March 19th 2006
i knew it wouldn’t be easy; now I’m sad about it, too
For the last couple of days, I’ve been ruminating on the New York Times article on women in the law. I wanted to write something substantive about it, but really couldn’t get past my first impression–the article leaves me feeling vaguely sad. The fact that my career will likely be more difficult than my male peers’ is frustrating, and is only made worse because I know that, in large part, that difficulty will arise out of my/our desire to raise a family. I’m not oblivious to the fact that I won’t be able to be a stay at home mom–but that’s OK, because I’ve never wanted that. Furthermore, having been raised by a single mom who worked and went to school, I know that kids still turn out OK even when their parents aren’t always around.

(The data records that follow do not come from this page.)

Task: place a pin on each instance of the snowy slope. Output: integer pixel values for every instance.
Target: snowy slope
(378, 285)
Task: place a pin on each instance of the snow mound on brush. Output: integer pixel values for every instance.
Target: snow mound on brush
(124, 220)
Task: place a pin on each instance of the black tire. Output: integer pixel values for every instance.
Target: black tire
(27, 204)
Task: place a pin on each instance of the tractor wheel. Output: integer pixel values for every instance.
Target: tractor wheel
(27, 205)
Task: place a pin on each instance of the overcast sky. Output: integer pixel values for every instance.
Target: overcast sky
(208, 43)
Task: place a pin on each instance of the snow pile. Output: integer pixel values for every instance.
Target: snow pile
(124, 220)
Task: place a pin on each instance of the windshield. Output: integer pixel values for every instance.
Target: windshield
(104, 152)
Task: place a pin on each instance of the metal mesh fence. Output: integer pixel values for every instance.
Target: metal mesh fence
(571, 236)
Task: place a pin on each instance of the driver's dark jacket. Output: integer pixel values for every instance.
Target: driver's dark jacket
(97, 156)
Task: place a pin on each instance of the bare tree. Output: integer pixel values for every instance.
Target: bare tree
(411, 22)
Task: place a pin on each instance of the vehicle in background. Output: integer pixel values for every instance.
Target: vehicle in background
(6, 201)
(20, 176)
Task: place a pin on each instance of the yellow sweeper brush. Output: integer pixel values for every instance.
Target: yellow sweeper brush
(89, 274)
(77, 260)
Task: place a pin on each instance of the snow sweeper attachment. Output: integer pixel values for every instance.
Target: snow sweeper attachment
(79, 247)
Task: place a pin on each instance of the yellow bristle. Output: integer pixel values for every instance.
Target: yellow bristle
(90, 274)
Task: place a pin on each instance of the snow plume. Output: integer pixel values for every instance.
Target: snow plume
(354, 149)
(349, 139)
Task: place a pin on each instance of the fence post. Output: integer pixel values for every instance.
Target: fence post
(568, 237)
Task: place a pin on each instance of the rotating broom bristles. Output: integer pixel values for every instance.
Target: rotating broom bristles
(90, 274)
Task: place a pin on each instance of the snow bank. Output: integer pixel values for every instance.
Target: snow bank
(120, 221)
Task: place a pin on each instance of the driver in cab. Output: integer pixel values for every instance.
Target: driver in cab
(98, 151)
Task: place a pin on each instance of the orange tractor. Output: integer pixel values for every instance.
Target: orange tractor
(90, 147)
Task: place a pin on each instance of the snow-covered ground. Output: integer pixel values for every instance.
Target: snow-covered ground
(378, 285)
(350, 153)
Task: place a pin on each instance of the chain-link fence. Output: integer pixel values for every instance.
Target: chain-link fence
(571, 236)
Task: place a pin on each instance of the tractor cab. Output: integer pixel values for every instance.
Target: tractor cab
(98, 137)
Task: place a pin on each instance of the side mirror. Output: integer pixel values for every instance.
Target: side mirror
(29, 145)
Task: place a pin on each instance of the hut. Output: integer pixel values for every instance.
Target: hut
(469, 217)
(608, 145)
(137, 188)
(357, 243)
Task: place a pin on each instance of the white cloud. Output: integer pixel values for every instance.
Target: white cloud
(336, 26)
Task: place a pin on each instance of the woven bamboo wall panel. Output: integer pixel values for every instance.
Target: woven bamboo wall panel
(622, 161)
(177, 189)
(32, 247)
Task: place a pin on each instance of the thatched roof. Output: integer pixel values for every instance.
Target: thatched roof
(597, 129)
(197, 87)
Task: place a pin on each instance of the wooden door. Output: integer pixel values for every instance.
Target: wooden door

But still the article makes me sad. First, it approaches the career of a woman in law as one with a specific trajectory–into partnership. Sure, the author interviewed women who have done different things, but the general tenor of the article suggested that, by leaving the partnership track, those women were somehow failing. Or, that, because many women don’t make it to partner, the “system” has failed them.
And maybe that’s where the sadness comes from for me. Because while I know that law firms have done things the way they’ve done them for many, many decades, I don’t necessarily think the law firm system–overworked associate toiling towards partnership–is the best one. The article, for instance, touches on the problems with billable hours:
Over the last two decades, as law firms have devoted themselves more keenly to the bottom line, depression and dissatisfaction rates among both female and male lawyers has grown, analysts say; many lawyers of both genders have found their schedules and the nature of their work to be dispiriting.
And that’s a great observation, even if it’s not breaking news to me or any of my classmates. The problem is that the author doesn’t really impugn the actual concept of the billable hour. Instead, it focuses on firms that use other factors when making compensation decisions: “Compensation is also based on a number of other factors, including leadership and business development activities, among which billable hours are just one component.”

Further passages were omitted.